Air Arabia is scheduled to take delivery of a total of six Airbus A320s this year but the majority of new aircraft will be leased from lessors.
The low-cost carrier currently operates a 25-aircraft fleet. It took delivery of four new aircraft during 2010 and has a backlog of 44 A320s.
In January, Air Arabia received one new A320. The next delivery is scheduled for June, while another aircraft is planned for August. The remaining three are scheduled by year-end.
"Two of the six aircraft will be on-balance sheet with the remainder leased out," says Morgan Stanley in a research report.
In 2010, Air Arabia's long term debt stood at AED214.3 million ($58.3 million), after capital expenditure totalled AED468.04 million. Net cash flow stood at AED416.7 million. In 2011, Morgan Stanley expects the carrier's capital expenditure to amount to AED847.7 million as in addition to the new aircraft, Air Arabia will open in June a fourth base in Jordan.

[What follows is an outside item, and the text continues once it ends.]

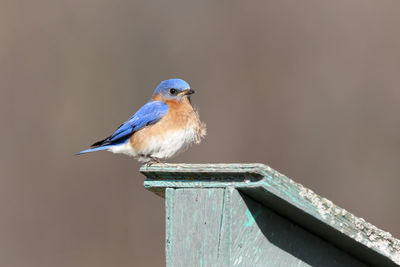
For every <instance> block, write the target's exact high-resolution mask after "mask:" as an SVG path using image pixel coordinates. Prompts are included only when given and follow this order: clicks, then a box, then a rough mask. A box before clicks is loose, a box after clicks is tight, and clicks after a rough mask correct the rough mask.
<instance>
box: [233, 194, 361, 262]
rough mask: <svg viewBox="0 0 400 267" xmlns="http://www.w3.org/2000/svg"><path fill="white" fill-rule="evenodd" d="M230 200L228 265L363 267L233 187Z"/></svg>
mask: <svg viewBox="0 0 400 267" xmlns="http://www.w3.org/2000/svg"><path fill="white" fill-rule="evenodd" d="M232 203H233V205H232V207H233V211H232V213H233V217H232V221H233V224H232V241H233V242H232V259H231V262H232V265H231V266H241V267H258V266H260V267H261V266H284V267H286V266H298V267H301V266H316V267H336V266H353V267H362V266H363V267H365V266H367V265H365V264H364V263H361V262H360V261H358V260H357V259H356V258H354V257H352V256H350V255H349V254H347V253H345V252H343V251H342V250H340V249H338V248H336V247H334V246H333V245H332V244H330V243H329V242H327V241H325V240H323V239H321V238H319V237H317V236H316V235H314V234H312V233H310V232H309V231H306V230H305V229H304V228H302V227H300V226H298V225H296V224H294V223H293V222H291V221H289V220H287V219H285V218H283V217H282V216H280V215H278V214H277V213H275V212H273V211H272V210H270V209H269V208H267V207H265V206H263V205H262V204H260V203H258V202H256V201H255V200H253V199H251V198H250V197H248V196H246V195H245V194H243V193H239V192H238V191H237V190H234V191H233V192H232Z"/></svg>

Morgan Stanley notes the geopolitical tensions in markets of Air Arabia's secondary hubs Egypt and Morocco as well as above-average capacity growth in the region. Since launching operations at Dubai International Airport in June 2009, Flydubai has grown rapidly. After 21 months, the Dubai government's low-cost airline operates 33 routes with 15 Boeing 737-800s. It says that Flydubai operates similar markets to Air Arabia with almost 43% of its frequencies and capacity allocated to flights within GCC states, including Bahrain, Kuwait, Oman, Qatar, Saudi Arabia and the UAE. In addition to the Gulf, Flydubai also serves Iraq, Jordan, Lebanon and Syria in the Middle East to provide a combined total of 63% of the airline's total network. "We expect the growth of Flydubai (it is due to receive 10 737s in 2011) and other competitors to place renewed challenge on Air Arabia's pricing power on routes from Air Arabia's main Sharjah base."
Budget carrier and Saudi-based Nasair is also planning to introduce a number of new flights to Dubai while UAE emirate Ras Al Khaimah re-launched its budget carrier during 2010 with routes into Egypt, UAE, Saudi Arabia, Bangladesh and India. In addition to growth in competitors in the home market, Air Arabia faces competition from new entrants from the East. Indian low-cost IndiGo, which recently placed the world's largest aircraft order, announced in December that it would launch flights to the UAE in August 2011.
Air Arabia said its board approved the distribution of a cash dividend for the year 2010. The payout is equivalent to 8 fils per share but compares with a 10 fils dividend per share a year ago. Air Arabia last month reported a 31.5% drop in full-year net profit to AED309.56 million as rising fuel costs put pressure on margins.